And, it could harm the Extended Campus program, which has grown substantially in recent years, according to a 2018 university performance report.

While a significant portion of the off-campus/online student fees are routed to Extended Campus, the on-campus student fee supports other services, such as athletics, the Student Center and the Saluki Express.

If all 20,000 credit hours taken online by on-campus students are billed through the on-campus fee, it could represent a loss of over $1 million to Extended Campus, and an even bigger funding bump for the other campus services, the source said.

“This could cut revenue we need for the development of new online courses and programs.
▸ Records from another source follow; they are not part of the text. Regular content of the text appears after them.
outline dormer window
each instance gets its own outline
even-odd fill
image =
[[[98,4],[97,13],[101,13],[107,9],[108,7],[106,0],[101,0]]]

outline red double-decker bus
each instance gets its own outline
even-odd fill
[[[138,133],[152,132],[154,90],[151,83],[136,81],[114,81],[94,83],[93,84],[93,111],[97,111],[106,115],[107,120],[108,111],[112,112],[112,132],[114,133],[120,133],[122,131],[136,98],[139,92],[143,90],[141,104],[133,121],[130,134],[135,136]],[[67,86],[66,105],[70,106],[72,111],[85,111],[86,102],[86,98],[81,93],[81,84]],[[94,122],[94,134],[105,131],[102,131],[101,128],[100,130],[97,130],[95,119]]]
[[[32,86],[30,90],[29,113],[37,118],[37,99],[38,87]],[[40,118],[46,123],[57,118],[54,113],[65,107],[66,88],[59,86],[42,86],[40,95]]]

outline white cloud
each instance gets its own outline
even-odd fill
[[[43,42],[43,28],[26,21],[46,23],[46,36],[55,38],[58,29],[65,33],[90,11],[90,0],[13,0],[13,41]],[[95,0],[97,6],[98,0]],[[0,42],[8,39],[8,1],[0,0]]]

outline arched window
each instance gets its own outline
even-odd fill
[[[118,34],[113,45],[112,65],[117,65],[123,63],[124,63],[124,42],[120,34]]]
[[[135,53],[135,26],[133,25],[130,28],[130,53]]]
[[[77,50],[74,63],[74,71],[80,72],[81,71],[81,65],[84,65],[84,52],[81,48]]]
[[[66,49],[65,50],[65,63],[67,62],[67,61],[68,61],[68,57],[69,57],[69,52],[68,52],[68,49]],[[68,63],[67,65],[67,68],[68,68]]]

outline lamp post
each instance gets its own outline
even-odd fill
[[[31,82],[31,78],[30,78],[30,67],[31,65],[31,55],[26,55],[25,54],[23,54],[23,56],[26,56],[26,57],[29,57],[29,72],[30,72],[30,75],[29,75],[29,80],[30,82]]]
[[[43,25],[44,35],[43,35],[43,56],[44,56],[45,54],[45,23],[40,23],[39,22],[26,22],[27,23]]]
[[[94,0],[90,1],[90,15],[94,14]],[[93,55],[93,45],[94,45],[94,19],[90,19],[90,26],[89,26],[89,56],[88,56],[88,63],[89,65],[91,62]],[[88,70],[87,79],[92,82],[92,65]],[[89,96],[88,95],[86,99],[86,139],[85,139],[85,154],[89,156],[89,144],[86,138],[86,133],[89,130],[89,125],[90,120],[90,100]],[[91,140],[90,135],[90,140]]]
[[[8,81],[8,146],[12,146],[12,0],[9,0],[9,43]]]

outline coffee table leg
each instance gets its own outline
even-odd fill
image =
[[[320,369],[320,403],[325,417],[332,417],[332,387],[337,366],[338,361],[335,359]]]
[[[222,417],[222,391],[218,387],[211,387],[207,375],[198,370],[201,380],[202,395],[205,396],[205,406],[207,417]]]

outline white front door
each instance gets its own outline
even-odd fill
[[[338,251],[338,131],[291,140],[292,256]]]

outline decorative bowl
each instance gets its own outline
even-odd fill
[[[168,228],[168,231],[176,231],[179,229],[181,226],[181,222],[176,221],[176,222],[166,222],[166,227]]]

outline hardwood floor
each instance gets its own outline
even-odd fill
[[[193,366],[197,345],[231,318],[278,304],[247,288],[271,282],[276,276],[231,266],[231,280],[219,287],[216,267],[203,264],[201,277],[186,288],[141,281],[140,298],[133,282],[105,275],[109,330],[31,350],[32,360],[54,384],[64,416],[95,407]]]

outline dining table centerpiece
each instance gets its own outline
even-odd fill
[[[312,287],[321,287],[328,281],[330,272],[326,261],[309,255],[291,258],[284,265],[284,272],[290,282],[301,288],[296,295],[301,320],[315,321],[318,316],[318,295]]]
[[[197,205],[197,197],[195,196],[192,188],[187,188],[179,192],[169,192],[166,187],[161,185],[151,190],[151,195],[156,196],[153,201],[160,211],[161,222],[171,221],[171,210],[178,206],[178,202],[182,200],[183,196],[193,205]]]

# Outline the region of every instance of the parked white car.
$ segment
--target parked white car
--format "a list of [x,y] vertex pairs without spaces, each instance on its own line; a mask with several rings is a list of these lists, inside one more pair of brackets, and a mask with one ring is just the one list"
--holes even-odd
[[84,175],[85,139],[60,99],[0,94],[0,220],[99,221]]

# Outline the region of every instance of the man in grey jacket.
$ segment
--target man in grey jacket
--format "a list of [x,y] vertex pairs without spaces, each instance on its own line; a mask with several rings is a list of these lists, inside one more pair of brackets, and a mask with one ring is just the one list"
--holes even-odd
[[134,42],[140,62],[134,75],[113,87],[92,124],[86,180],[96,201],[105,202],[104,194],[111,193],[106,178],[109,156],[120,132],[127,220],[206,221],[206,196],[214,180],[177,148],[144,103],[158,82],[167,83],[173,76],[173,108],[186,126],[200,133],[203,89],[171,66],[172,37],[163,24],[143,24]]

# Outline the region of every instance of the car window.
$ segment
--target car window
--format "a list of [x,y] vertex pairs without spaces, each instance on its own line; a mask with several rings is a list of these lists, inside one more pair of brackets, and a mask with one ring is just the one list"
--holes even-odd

We have been a very successful unit, a cash cow for the university,” the source said.

Meanwhile, some are doubtful that on-campus students will continue to enroll in online courses at the same rates, the source added.

“Now, you can go anywhere and take an online course for less than what you can on campus,” the source said. “Students will change their behavior.”

Goldsmith said the university does not expect the $44.40-per-credit-hour fee increase to drive on-campus students away from online courses.

“We do not anticipate that this will have a significant impact in on-campus vs. online courses,” she said. “The revenue not going to Extended Campus ... will go to other campus units to help provide a variety of services and opportunities and opportunities for on-campus students.”

Tuition for on-campus and online courses will remain stable at $321.25 per credit hour, putting the total mandatory tuition and fees per credit hour for on-campus students at $441.25, before financial aid.

That rate remains competitive with other area institutions.

Total tuition and fees for a full-time undergraduate student taking 15 credit hours at SIUC will be $14,904 this year, before financial aid.

The same student would pay $14,832 at Illinois State University, $13,830 as an out-of-state resident attending Southeast Missouri State University, and about $15,000 to $18,000 at the University of Illinois at Chicago, depending on the degree program.

About 87% of incoming students received financial aid at SIUC last year, cutting into the sticker price, and aid packages averaged over $15,000, during the 2017-2018 school year, according to university data.

The board will consider the proposed fee change at its Thursday meeting, which is on the campus of Southern Illinois University Edwardsville.

It will also consider a proposal to offer in-state tuition rates to out-of-state graduate students at SIUC if they are SIUC alumni or enroll in an accelerated master's degree program.